Depuis leur victoire aux élections législatives le 7 juillet, les dirigeants du Nouveau Front populaire (NFP) ne cessent de promettre l’abrogation immédiate de la réforme des retraites qui a repoussé l’âge légal de départ à 64 ans. L’eurodéputée LFI Manon Aubry a même déclaré sur RTL le 8 juillet que cela pourrait être fait « en une heure par décret ». Selon elle, abroger cette réforme serait « la toute première chose que ferait notre nouveau Premier ministre ».
Toutefois, selon Jean-Paul Markus, professeur de droit public à l’université Versailles-Saint-Quentin-en-Yvelines, « abroger la loi par décret en une heure » est un non-sens juridique. Un décret ne peut légalement abroger une loi, et ce type de langage constitue un raccourci inadéquat. La situation devient d’autant plus complexe lorsque l’on examine les propositions concernant les décrets d’application, comme ceux évoqués par Clémence Guetté et Éric Coquerel, députés réélus du NFP-LFI.
Clémence Guetté a mentionné l’abrogation des décrets d’application de la réforme des retraites, mais cela pourrait réintroduire d’anciens décrets qui ne sont plus en conformité avec les lois actuelles. « Abroger les décrets d’application de la réforme des retraites ferait réapparaître dans l’ordre juridique d’anciens décrets », explique Jean-Paul Markus. Cette situation pourrait mener à l’illégalité, car ces anciens décrets ne correspondent pas aux objectifs de la loi de 2023.
Pascal Caillaud, chargé de recherche au CNRS en droit social, souligne que même si un décret est supprimé, les échéances légales demeureront applicables. « L’augmentation de l’âge légal, c’est trois mois de plus par année de naissance », rappelle-t-il. L’article L161-17-2 du Code de la Sécurité sociale, qui découle de la réforme de 2023, garantit que l’âge de départ pour les assurés augmente progressivement en fonction de leur année de naissance, rendant vaine toute tentative de modification par décret isolé.

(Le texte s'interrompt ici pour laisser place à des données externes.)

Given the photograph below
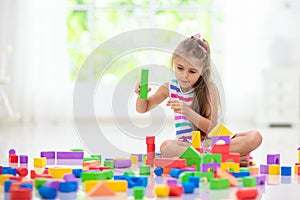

Une autre option évoquée par Olivier Faure consiste à utiliser l’article 49.3 pour abroger la réforme des retraites. Bien que cela soit possible légalement, cela comporte un risque politique élevé. Un gouvernement NFP qui engagerait sa confiance sur cette question pourrait tomber en raison de l’absence de majorité à l’Assemblée nationale.
En conclusion, bien que la volonté d’abroger la réforme des retraites soit forte parmi les responsables du Nouveau Front populaire, les contraintes juridiques et politiques rendent cette tâche ardue et potentiellement illégale selon les spécialistes du droit.